まず、SMBCファイナンスサービスは、三井住友銀行のグループ傘下の集金代行会社。
会員総数約20万人のアコーディアが、請求書の送付や着金確認といった、年会費の集金業務を自前で、ミスなく遂行することはほぼ不可能に近い。従って集金代行会社に事務を委託するのはごく当たり前のことだ。
次に、なぜ「日東興業からの受託」でアコーディアが年会費の集金をするのかだ。
アコーディア本体は、日東興業やスポーツ振興、琉球リゾートなど、子会社の株式を保有する持株会社であるとともに、それらの子会社からゴルフ場運営業務を受託している。
ゴルフ場施設は今も子会社である日東興業やスポーツ振興などの名義のまま。年会費も運営受託会社であるアコーディア本体ではなく、子会社に入るようになっている。
アコーディア本体は利益が出ていて、税務上の繰越欠損金はない。

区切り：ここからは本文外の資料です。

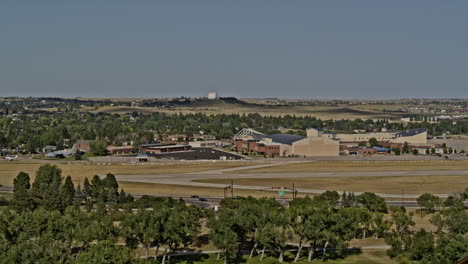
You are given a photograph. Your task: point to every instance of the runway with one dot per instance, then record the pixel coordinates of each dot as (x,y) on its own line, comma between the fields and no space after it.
(187,179)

これに対し、日東興業などの子会社はもともと破綻した会社だから、税務上の繰越欠損金が残っている。
アコーディアは連結納税を行っていないので、決算は連結で発表するが、税金は会社ごとに会計処理をして納付する。
このため、子会社の税務上の繰越欠損金を有効に使うには、「アコーディアに子会社群を吸収合併させず、存続させておいたほうがいい」(税理士)。
また、2006年1月、西野商事や東和ランドなど8社を日東興業に吸収合併させている。
旧西野商事のコースの会員A氏のところへ、“日東興業からの受託”で請求書が届いたのはこの合併のためだ。
税務上の繰越欠損金はグループ全体で、今年3月末時点であと145億円ほどある。このまま増えなければ、あと2期で使い果たす計算になるが、今後破綻コースを買い増しし、この額が増えると使い果たす時期はまた多少伸びる。
「正確さを期すための表記」(アコーディア広報)だが、開場当時からの会員や、アコーディア傘下に入る以前からの会員で、破綻を経験している会員にとっては、日東興業という名は、今も複雑な思いがすることは想像に難くない。
なんとかすっきり整理はできないものか――。